King’s Daughter, Sailor’s Sweetheart
'Koningsdochter, zeemanslief' (King’s Daughter, Sailor’s Sweetheart) by Karlijn Stoffels is a fairytale story for young and old about the beauty and the sadness of love. In this chain of eleven melancholy life stories that give the impression of being based on old folktales, Stoffels sings of the romantic love between man and wife, the never-ceasing love of a son for his mother, the suffocating love of a mother for her son, the lack of love of parents for their royal daughter, the deep love of a carpenter’s daughter for a sailor, the sailor’s everlasting love for the sea and the sweethearts he has in every port. Stoffels shows how the whims of love determine the course of our life.
These love stories are told by Bennik, the singer of sorrows, who is the son of deaf-mute parents. He sings at funerals, after floods and forest fires: ‘everywhere that people need the consolation that is known as mourning’. Bennik’s enchanting voice, which touches people deeply, evokes the moving life stories of those who have died. Stoffels phrases these in an original way, using short, expressive sentences with poetic repetition that stimulate the imagination and are wonderfully in keeping with the timeless fairytale character of Koningsdochter, zeemanslief.
The reason Bennik is able to ‘see into all of the people’s pain and sing it out’ is his own raw grief about his beautiful, dead, deaf-mute mother, the only person he has ever been unable to console, following the death of his father. Bennik’s grief drives him eastwards, away from the coast where he was born.
“A wonderful subject and it’s also beautifully written.”

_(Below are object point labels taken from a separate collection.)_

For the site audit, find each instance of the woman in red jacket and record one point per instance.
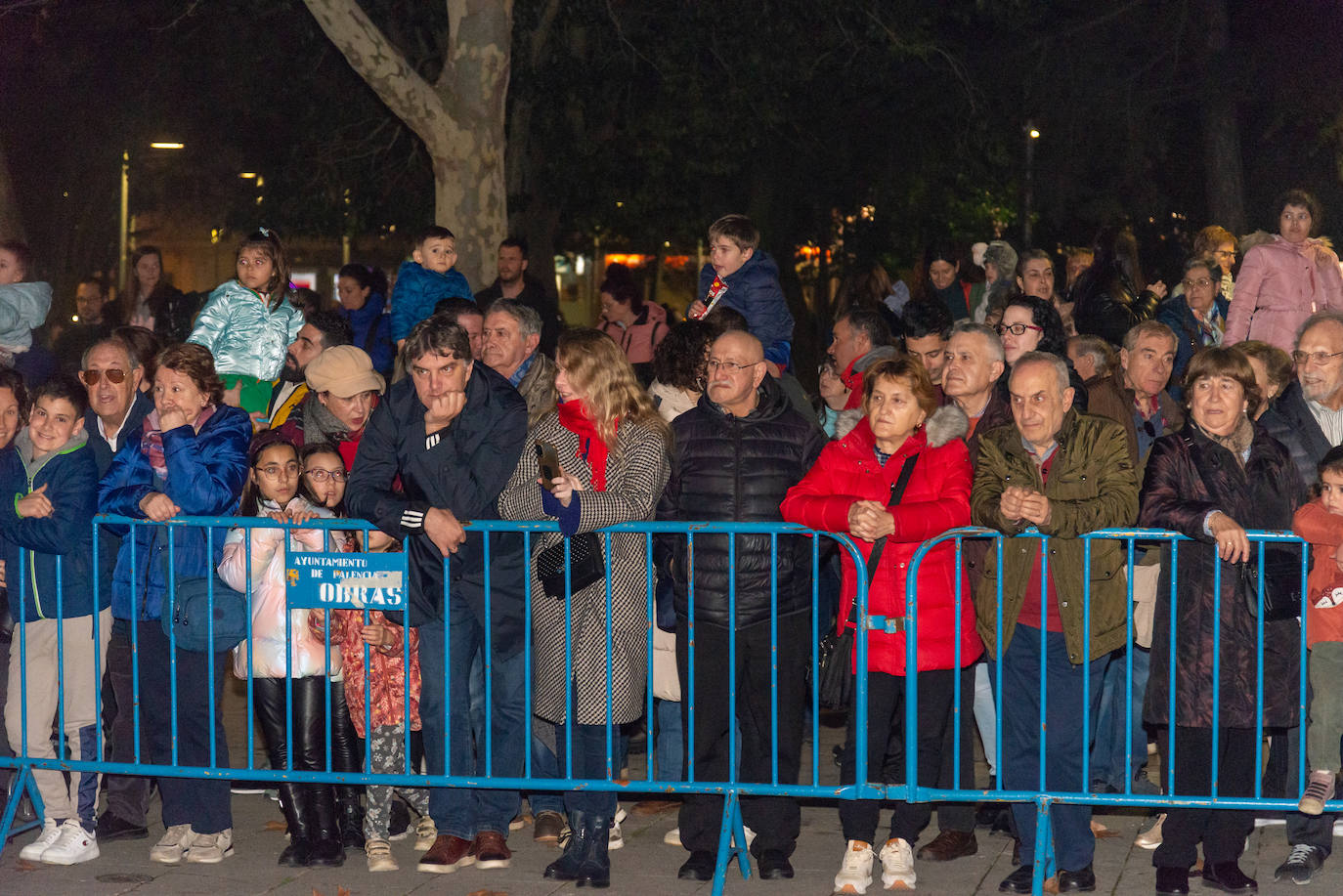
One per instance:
(849, 490)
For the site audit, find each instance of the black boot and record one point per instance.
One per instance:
(326, 839)
(596, 864)
(293, 802)
(570, 866)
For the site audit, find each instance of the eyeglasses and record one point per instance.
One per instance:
(1317, 358)
(273, 470)
(731, 367)
(1017, 329)
(90, 378)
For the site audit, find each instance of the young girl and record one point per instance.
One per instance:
(283, 645)
(248, 322)
(1321, 523)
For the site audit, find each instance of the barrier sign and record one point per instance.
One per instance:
(356, 580)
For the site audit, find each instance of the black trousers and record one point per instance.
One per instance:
(1221, 831)
(776, 820)
(887, 751)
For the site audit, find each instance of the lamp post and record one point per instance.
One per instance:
(124, 229)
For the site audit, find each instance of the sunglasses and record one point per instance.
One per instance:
(90, 378)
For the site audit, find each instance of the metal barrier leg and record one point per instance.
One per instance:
(1044, 846)
(732, 841)
(22, 782)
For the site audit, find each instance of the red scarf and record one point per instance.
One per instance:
(577, 419)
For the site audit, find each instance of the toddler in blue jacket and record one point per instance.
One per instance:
(423, 282)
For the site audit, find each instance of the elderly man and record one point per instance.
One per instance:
(452, 433)
(1065, 474)
(735, 455)
(858, 340)
(322, 330)
(509, 346)
(117, 408)
(1308, 419)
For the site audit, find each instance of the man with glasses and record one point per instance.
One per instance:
(1308, 419)
(117, 408)
(735, 455)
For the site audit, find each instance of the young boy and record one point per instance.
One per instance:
(1321, 523)
(23, 304)
(50, 481)
(426, 279)
(744, 277)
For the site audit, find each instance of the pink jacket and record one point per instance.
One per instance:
(1280, 285)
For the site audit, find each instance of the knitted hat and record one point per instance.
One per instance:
(344, 371)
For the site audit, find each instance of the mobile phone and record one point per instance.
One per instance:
(549, 462)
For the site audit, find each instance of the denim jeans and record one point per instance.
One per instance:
(465, 812)
(1106, 762)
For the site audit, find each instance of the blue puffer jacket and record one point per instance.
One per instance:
(39, 544)
(243, 335)
(372, 332)
(418, 290)
(205, 474)
(754, 290)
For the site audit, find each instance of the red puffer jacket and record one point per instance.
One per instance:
(934, 500)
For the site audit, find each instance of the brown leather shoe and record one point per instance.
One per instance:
(947, 845)
(448, 855)
(491, 849)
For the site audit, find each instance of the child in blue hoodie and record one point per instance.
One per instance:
(49, 481)
(423, 282)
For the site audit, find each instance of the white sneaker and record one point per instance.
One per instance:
(49, 835)
(855, 871)
(172, 846)
(74, 845)
(897, 864)
(379, 853)
(211, 849)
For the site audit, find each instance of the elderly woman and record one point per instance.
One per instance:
(613, 451)
(1212, 481)
(1285, 279)
(851, 490)
(190, 461)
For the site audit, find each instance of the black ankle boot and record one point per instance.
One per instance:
(570, 866)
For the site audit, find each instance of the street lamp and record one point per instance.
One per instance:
(124, 230)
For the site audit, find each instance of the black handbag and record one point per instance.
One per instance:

Whilst Bennik is trying his luck in the east, the happy, accordionplaying Mitoe is travelling westwards. She is the daughter of unfeeling, argumentative parents who are infected by the ‘woordpest’, the ‘word plague’, one of Stoffels’ striking neologisms.
Mitoe hears stories about the singer of sorrows and ‘his mournful dark eyes’, who, by chance or otherwise, shares her date of birth. It inspires her to dream of ‘the day when she and Bennik will travel the world together, Bennik consoling people with his songs of sorrow and she making them dance and sing’. As befits a great storyteller, only Stoffels knows whether Mitoe’s dreams will come true.